COTTAGE GROVE, Ore. – I am officially, pitifully obsessed with this village on the southern edge of the Willamette Valley, where rivers and mountain ranges converge, the landscape is forever green and the townsfolk paint murals on their buildings.
I’ve been there precisely once for a couple of hours, but I’ve written an online novel set there and I have a serious hankering to go back for a longer stay. For some reason I feel compelled to refer to the residents as “townsfolk.” It’s got a restaurant called the Brothel Café – now that’s my kind of town. The climactic parade scene of the movie Animal House was filmed here – that’s my kind of town. It gets four feet of rain a year – seriously, that’s my kind of town.
Cottage Grove is not exactly booming. Home prices are low, incomes are low, many of the buildings are old. This, of course, is a good share of its charm. It’s a real town where the homes and businesses reflect a pride of ownership. It’s on the edge of the Cascade Range a twisty 70 miles from the Pacific Ocean. It’s got a paved bike trail on a former railroad bed, an impressive collection of covered bridges and a decided dearth of snootiness. It oozes quaintness and charm, though I’m sure any high school senior in town would probably tell you she’s counting the days to move on to the big city.
In this case, the big city is Eugene just 20 minutes up the freeway and probably, as they say, a world away for young people who haven’t yet learned to appreciate the virtues of their small hometown.

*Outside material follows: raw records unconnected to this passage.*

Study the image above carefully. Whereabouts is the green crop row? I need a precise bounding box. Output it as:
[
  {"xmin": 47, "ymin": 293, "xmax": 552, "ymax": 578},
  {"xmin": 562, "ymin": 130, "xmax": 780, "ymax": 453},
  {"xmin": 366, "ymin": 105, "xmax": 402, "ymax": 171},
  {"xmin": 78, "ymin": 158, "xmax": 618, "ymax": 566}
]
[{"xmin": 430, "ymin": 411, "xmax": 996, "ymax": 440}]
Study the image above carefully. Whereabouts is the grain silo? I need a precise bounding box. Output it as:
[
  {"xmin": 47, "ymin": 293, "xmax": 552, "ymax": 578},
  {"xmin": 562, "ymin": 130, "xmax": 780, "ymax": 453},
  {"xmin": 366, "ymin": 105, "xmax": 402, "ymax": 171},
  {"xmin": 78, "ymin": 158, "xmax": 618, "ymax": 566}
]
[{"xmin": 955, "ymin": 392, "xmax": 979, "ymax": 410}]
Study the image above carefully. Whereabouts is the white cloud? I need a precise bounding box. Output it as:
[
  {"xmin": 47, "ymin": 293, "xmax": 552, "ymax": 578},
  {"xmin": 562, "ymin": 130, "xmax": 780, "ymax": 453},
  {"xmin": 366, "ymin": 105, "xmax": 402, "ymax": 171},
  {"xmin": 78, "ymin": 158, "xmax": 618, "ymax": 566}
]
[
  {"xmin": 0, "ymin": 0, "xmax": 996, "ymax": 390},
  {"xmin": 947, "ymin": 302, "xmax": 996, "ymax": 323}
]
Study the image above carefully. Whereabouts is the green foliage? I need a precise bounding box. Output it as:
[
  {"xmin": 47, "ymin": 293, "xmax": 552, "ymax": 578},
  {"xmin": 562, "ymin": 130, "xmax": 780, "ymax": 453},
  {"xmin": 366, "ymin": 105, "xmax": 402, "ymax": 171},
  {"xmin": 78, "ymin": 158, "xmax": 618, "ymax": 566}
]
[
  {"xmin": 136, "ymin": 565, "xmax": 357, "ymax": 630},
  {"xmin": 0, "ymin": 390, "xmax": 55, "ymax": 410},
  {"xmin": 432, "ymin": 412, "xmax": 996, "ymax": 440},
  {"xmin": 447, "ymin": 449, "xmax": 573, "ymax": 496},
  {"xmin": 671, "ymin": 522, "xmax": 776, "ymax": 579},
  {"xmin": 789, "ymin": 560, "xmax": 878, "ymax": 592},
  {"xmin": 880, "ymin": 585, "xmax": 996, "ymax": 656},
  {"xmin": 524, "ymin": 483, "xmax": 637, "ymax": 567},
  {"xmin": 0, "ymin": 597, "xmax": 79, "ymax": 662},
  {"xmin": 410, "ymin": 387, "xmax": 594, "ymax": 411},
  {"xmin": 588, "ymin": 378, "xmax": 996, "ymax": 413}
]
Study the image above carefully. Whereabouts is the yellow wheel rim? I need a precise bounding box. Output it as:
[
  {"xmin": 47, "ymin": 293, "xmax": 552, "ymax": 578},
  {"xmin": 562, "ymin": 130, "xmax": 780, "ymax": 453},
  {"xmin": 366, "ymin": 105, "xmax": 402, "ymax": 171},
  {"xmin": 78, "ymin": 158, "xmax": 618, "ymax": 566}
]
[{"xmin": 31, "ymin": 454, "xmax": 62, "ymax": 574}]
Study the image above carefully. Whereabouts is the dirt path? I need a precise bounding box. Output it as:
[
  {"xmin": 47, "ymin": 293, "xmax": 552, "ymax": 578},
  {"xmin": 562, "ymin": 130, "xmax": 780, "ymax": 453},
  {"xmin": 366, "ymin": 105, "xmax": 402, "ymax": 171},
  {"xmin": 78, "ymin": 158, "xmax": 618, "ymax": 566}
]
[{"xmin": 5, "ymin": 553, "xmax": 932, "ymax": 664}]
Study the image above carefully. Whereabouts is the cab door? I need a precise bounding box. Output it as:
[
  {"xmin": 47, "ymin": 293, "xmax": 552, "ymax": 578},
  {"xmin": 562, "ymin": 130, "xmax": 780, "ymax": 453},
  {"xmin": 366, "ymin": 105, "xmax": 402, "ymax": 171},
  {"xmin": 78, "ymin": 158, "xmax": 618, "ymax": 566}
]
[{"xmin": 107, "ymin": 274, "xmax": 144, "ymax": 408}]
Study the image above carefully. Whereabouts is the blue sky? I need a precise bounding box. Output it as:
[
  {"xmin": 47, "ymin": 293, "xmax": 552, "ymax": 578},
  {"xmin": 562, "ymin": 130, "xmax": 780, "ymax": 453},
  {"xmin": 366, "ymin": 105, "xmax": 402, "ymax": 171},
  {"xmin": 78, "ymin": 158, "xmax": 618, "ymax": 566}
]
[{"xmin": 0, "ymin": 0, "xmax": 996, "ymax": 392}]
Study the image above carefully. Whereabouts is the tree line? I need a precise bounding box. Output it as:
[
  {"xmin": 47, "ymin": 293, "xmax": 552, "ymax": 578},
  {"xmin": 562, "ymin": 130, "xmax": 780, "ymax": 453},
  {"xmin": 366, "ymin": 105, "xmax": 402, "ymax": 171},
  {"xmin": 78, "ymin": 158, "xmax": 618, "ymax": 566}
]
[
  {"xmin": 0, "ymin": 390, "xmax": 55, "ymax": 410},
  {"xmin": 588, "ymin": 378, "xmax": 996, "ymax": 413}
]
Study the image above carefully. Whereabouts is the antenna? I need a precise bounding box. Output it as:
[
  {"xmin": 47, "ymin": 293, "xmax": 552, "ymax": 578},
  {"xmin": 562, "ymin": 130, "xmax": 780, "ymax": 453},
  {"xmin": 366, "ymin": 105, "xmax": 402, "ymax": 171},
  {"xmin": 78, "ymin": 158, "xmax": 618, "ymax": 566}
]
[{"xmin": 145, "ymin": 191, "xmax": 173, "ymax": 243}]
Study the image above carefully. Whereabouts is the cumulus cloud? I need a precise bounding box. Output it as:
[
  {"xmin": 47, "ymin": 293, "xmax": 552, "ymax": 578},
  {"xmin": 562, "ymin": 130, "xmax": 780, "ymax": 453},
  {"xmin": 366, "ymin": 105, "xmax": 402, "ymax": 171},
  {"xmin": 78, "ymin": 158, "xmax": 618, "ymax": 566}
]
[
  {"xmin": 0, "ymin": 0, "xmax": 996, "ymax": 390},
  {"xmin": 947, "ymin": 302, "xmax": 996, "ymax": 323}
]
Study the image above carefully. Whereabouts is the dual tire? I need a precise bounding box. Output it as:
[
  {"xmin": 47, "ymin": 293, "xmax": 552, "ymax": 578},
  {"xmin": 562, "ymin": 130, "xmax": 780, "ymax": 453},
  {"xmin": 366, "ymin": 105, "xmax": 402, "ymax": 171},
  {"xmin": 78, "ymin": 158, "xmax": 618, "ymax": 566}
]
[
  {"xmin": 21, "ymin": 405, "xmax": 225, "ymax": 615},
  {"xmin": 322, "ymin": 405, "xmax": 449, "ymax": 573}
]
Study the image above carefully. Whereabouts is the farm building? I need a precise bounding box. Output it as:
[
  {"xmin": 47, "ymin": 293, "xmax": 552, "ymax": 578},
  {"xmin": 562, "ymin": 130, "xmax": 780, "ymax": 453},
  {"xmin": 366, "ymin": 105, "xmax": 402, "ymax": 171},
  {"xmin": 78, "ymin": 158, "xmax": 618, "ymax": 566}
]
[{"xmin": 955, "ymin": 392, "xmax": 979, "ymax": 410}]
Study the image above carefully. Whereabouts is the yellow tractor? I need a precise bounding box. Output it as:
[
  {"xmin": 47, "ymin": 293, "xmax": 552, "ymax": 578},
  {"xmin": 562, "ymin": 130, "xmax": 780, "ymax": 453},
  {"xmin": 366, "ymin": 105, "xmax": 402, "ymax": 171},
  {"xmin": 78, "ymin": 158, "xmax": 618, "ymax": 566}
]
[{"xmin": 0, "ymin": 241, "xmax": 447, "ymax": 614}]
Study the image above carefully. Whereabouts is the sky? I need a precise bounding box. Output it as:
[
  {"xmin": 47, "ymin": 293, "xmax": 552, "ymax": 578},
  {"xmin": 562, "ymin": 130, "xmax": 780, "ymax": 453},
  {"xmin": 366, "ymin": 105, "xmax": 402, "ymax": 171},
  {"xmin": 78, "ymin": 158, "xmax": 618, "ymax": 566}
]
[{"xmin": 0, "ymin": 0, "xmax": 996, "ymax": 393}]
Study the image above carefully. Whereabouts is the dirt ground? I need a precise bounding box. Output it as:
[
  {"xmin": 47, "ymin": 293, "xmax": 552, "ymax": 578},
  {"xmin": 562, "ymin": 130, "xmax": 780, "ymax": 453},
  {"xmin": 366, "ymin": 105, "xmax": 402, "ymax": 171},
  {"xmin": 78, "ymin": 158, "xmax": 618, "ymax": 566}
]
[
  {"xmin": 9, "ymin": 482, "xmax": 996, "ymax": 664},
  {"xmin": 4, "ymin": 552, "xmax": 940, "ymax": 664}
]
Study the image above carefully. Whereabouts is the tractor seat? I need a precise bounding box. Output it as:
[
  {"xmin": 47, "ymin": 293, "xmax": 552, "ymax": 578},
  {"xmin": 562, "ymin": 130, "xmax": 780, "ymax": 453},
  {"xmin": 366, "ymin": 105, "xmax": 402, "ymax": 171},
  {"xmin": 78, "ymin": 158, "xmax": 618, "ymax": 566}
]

This is Red State Oregon – lots of pickup trucks and flannel shirts and antlers on the walls. Downtown is not full of cutesy boutiques selling Irish lace or Indonesian teak. Nope, there are small shops that do not open on Sunday, the day of the week I happened to visit. I stopped a teenage girl on the deserted Main Street who was walking barefoot down the sidewalk in a 50-degree drizzle and asked her if there was a courthouse in town, since I wanted to get a picture of it to illustrate my book.

There are precious few fast-food joints and a place called the Koffee Kup, with a sign – just like the armory – that needs a paint job and isn’t likely to get it soon.
But speaking of paint, downtown is full of spectacularly beautiful murals. They are not paint-by-number jobs – these enormous paintings are works of art. Even the old Coco Cola and Dr. Pierce’s liver pills signs have been re-done. I want to find the people responsible and give them a hug.
I have developed this fantasy of late about living in a cottage – pun clearly intended – in this nice town, puttering around for a cup of coffee and getting up on a Sunday morning for a drive to the coast, but I suspect I’d grow weary of that after awhile. It’s perhaps best left a fantasy.